Trajan set a grueling pace for his men, rowing the boat and poling the raft as fast as they could go, without interruption, one team of rowers taking over for the previous team, ensuring that forward motion never stopped. They reached the inner band of high ground late the following day with just enough time before dark to build a fire.

Trajan sat in front of the fire, the Goiri bone heavy end down between his feet, his hands resting on the pommel. “With this, I could rid Karth of magic once and for all.”

His men nodded, murmuring their agreement.

“I could eliminate it from all the
Seven Isles
.”

His men stopped nodding and started looking at each other.

“Magic is not evil, Trajan,” Ayela said. She’d been very quiet since Hazel had been sacrificed. “It can be used for good as well.”

“It’s too much power to be entrusted to any one person,” Trajan said. “Magic can do terrible things. Look what it did to our family—even to the Regency command staff.”

“Bad people did those things,” Ayela said. “They just used magic to make them happen.”

“My point exactly,” Trajan said. “If they didn’t have magic in the first place, they wouldn’t be able to do such things. Eliminate magic and preserve the world.”

“And how do you plan to eliminate magic?” Ayela asked. “Are you going to start murdering people just because they have magic?”

Trajan frowned, his state of mind suddenly shifted by the slap-in-the-face tone of his sister’s rebuke. He shook his head slightly as if facing his own statements for the first time and finding them abhorrent. “I’m not sure why I said that,” he muttered, still shaking his head.

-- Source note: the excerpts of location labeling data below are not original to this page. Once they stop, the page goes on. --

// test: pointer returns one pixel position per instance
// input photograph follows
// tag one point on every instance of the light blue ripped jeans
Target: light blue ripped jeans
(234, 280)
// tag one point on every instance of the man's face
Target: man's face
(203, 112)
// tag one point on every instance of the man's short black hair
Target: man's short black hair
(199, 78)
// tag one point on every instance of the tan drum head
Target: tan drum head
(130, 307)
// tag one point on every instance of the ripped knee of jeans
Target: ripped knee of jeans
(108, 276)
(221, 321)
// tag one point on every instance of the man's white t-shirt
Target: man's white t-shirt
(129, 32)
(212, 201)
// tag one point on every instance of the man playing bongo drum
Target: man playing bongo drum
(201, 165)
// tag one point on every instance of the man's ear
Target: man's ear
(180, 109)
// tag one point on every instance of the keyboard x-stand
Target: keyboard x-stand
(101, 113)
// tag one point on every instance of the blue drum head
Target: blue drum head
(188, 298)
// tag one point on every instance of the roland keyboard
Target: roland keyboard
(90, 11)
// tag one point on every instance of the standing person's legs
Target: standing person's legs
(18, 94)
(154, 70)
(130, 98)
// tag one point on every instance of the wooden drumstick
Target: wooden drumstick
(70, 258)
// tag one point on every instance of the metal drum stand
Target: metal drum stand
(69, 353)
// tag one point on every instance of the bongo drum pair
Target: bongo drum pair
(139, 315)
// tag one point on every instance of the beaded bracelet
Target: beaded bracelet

Isabel absentmindedly played with the Goiri bone hanging around her neck while she watched the exchange. She needed Trajan, both in the short term to get where she was going and in the long term as an ally, but his behavior was starting to worry her.

He quietly excused himself and slipped off into the mist. Not a minute later, he cried out for help.

Everyone came to their feet, drawing weapons and moving toward his voice. He wasn’t forty steps outside the camp, just beyond the range of sight, and he was completely wrapped up by a giant snake, lying on his side, one arm free, struggling to breathe. The black-scaled monster was easily forty feet long and it had a good eight feet of itself wavering threateningly over Trajan’s head, six coils wrapped around his body and the rest trailing out behind him into the mist.